This combined image shows Pa 30, a unique stellar remnant in the constellation Cassiopeia.
Credit: NASA/CXC
It’s never too late to solve a cold case. A new paper from Syracuse University researchers proposes an explanation for both a mysterious stellar object discovered in the year 2013 and an astronomical observation first made all the way back in the year 1181.
Yes, people were keeping track of major astronomical events in the 12th century, with one in particular recorded by multiple Japanese and Chinese star-gazers in early August 1181. It was apparently visible to the naked eye and remained a “guest star” against the backdrop of stars for a full 185 days. Given its brightness, its lifetime, and the fact that it did not roam through the sky, this can only have been a supernova that occurred within the Milky Way galaxy.
In 2013, astronomers independently discovered an object they called PA 30, which had an unusual “koosh-ball” structure, with filaments extending in all directions. The researchers call this “firework morphology.” It immediately resembled an explosion frozen in time, but it was unclear how a stellar explosion could produce that particular shape.

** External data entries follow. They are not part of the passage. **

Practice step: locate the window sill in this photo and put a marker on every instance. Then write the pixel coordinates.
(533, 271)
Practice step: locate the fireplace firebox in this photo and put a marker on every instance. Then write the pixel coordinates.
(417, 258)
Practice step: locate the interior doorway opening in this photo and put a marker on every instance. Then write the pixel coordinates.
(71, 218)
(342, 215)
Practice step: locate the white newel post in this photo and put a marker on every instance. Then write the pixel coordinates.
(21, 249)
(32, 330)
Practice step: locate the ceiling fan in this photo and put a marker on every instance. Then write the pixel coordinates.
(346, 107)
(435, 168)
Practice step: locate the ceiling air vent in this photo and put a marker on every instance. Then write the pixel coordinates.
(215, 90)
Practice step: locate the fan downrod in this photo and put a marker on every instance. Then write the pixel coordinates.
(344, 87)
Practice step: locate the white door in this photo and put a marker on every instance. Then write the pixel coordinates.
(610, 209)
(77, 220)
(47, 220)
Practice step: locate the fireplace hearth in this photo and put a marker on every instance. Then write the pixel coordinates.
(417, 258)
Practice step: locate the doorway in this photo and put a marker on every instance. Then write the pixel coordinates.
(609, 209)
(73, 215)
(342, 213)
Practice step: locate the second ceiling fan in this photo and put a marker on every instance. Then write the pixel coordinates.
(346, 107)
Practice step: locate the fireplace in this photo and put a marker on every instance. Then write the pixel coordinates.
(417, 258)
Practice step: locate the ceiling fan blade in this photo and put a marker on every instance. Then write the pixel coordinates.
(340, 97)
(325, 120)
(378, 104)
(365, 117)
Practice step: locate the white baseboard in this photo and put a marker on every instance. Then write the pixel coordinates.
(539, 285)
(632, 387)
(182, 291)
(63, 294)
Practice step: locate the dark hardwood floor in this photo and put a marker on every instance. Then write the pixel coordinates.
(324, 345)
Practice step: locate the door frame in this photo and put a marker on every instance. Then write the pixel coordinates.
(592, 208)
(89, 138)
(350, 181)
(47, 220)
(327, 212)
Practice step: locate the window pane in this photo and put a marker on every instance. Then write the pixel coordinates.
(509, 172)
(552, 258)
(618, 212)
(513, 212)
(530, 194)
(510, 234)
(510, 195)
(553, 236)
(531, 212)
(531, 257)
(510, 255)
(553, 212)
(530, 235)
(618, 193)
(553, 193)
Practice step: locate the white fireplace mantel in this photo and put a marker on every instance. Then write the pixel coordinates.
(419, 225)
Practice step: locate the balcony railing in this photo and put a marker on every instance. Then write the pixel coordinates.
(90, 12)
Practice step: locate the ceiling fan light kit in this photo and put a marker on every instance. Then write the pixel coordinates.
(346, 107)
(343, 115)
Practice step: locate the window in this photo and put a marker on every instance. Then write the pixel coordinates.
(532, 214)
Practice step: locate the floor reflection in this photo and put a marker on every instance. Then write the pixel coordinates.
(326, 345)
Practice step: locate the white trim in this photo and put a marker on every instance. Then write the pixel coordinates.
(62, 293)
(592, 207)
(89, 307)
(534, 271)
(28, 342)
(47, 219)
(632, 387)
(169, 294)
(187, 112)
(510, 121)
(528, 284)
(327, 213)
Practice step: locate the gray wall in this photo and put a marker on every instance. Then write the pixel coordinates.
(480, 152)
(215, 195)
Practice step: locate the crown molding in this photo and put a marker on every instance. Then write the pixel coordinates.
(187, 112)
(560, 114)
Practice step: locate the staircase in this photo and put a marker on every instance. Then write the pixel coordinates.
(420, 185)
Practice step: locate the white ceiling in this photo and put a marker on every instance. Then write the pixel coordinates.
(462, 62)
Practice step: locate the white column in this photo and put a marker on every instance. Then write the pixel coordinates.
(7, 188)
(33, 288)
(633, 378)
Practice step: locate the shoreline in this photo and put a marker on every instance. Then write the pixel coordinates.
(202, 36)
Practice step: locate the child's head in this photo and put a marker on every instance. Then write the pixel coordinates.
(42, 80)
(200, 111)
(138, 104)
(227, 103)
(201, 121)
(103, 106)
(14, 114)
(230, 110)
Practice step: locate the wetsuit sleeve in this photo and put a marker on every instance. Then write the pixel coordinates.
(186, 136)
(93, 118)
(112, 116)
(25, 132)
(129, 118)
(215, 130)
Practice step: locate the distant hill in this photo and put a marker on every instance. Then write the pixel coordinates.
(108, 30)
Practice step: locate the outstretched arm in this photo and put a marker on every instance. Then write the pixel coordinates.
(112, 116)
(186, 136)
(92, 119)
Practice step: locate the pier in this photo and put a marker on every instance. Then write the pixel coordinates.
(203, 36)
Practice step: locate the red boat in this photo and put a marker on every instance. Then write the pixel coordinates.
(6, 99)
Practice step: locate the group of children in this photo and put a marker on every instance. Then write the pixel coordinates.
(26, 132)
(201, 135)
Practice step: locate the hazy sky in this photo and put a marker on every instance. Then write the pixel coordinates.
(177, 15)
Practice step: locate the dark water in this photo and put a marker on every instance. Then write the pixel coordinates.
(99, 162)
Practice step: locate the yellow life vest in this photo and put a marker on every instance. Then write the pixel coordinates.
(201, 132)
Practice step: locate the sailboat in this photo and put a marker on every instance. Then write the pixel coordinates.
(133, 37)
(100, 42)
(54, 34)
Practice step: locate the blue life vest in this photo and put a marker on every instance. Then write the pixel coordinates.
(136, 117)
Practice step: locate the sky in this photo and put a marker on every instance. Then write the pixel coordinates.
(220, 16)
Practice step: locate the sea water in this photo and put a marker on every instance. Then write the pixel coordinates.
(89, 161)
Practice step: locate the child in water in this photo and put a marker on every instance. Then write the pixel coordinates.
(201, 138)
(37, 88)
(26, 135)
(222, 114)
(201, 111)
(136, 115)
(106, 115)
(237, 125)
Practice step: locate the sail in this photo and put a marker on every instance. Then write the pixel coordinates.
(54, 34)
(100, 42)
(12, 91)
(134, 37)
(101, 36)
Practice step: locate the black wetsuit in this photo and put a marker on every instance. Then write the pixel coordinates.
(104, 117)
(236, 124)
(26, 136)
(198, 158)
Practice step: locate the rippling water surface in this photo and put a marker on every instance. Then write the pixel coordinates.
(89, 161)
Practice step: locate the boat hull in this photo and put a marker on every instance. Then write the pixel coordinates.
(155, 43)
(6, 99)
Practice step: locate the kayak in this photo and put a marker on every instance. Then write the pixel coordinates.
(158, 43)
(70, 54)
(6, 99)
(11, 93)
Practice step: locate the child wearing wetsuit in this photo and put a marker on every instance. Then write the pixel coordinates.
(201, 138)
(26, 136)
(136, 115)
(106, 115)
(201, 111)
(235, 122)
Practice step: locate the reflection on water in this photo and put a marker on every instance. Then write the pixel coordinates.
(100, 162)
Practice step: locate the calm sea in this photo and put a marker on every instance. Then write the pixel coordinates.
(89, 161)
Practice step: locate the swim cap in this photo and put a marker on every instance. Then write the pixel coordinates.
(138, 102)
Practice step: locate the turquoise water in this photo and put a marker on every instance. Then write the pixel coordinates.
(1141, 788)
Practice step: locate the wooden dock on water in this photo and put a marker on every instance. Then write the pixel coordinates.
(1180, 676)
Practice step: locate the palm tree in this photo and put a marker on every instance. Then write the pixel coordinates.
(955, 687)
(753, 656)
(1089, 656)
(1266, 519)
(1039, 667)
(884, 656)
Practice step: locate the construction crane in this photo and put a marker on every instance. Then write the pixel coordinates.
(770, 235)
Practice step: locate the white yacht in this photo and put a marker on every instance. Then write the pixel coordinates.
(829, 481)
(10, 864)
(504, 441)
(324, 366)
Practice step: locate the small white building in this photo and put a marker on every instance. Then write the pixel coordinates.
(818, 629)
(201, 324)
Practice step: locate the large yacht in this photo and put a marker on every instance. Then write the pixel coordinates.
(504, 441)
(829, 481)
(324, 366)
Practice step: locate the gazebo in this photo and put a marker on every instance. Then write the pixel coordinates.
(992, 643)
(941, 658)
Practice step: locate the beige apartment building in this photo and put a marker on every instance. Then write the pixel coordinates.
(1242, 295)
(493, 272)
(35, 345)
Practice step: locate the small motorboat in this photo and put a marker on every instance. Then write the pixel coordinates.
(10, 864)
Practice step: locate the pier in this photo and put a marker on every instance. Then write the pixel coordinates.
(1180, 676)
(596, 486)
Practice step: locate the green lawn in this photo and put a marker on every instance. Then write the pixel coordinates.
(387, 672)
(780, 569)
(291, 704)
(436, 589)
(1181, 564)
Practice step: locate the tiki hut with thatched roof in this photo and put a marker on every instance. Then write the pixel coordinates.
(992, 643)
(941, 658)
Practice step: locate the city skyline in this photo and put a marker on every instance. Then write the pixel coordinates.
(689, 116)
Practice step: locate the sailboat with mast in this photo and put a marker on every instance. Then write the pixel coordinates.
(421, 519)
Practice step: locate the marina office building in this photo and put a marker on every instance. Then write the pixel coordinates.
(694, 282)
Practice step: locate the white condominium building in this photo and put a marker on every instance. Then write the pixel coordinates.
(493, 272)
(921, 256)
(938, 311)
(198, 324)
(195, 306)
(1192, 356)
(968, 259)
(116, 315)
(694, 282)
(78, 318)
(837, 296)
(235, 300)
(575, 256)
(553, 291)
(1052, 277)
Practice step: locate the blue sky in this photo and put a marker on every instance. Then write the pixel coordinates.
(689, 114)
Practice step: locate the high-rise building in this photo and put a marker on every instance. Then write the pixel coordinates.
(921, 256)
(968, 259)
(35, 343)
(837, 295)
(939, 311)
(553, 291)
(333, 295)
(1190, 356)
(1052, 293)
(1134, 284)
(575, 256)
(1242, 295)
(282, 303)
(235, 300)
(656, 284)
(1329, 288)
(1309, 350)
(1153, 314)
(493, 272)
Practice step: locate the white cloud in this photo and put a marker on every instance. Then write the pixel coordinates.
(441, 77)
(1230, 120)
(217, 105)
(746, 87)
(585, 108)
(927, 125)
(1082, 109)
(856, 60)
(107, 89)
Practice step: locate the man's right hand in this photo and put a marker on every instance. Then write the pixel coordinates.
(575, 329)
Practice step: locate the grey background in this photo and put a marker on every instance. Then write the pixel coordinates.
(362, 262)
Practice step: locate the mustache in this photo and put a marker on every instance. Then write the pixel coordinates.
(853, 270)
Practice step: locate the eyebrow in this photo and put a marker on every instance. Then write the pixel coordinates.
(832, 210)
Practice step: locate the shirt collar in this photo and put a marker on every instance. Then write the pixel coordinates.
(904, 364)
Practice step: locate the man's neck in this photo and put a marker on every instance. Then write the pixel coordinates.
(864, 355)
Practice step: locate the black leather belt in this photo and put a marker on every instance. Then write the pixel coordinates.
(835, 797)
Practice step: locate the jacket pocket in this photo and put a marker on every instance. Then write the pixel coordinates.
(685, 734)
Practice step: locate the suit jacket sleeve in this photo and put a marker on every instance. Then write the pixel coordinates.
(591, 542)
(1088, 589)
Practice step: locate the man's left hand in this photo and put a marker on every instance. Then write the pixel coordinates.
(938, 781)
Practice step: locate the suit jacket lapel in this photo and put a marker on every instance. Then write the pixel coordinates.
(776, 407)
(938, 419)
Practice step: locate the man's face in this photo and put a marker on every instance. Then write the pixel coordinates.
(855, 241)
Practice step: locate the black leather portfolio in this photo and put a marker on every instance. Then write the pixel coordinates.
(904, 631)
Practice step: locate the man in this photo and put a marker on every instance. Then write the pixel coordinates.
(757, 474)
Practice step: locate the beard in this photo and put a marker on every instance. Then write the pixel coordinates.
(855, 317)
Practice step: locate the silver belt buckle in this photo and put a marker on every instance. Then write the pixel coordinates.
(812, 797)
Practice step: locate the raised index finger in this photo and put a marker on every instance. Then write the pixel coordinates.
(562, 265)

In 2021, scientists identified PA 30 as the remnant of the 1181 supernova, called SN 1181.
SN 1181 gave rise to this unique structure, called PA 30.
Credit: Walter Scott Houston
For several years now, astronomers have believed that PA 30 is the remnant of a Type Iax supernova, the rare ‘x’ variant of the much more common Type Ia supernova. These have the unique property of not completely destroying the exploding star, leaving a so-called ‘zombie star’ behind. PA 30 has been shown to have a central zombie star as expected.
However, Type Iax supernovae are not associated with the filament structures in PA 30. What this paper proposes is that the filaments can be explained as the result of a partial supernova, one that only went through some of the steps of a full stellar explosion.
By way of an explanation, the researchers present freeze-frames of the Kingfish nuclear test detonation. They show that the nuclear detonation first looks much like PA 30, with its firework morphology—but that, just 200 milliseconds later, that structure muddied up into a chaotic cloud with no discernible structure at all.
The Kingfish explosion. Left, after 40ms. Right, after 256ms.
Credit: Syracuse University, Coughlin et al.
The new paper argues that, in SN 1181, the first phase of the supernova fizzled out and left behind an unusually active zombie star at the center. This star created abnormally strong winds of abnormally heavy elements, heavy enough to easily push around the gases expelled in the first portion of the stellar explosion.
This wind could have maintained the outward velocity and coherence of the filaments formed immediately after the explosion, prolonging the firework morphology observed in the Kingfish explosion for the better part of a millennium.
This has the intriguing implication that all supernovae might undergo a fireworks phase, but that it’s simply too short-lived to be observed.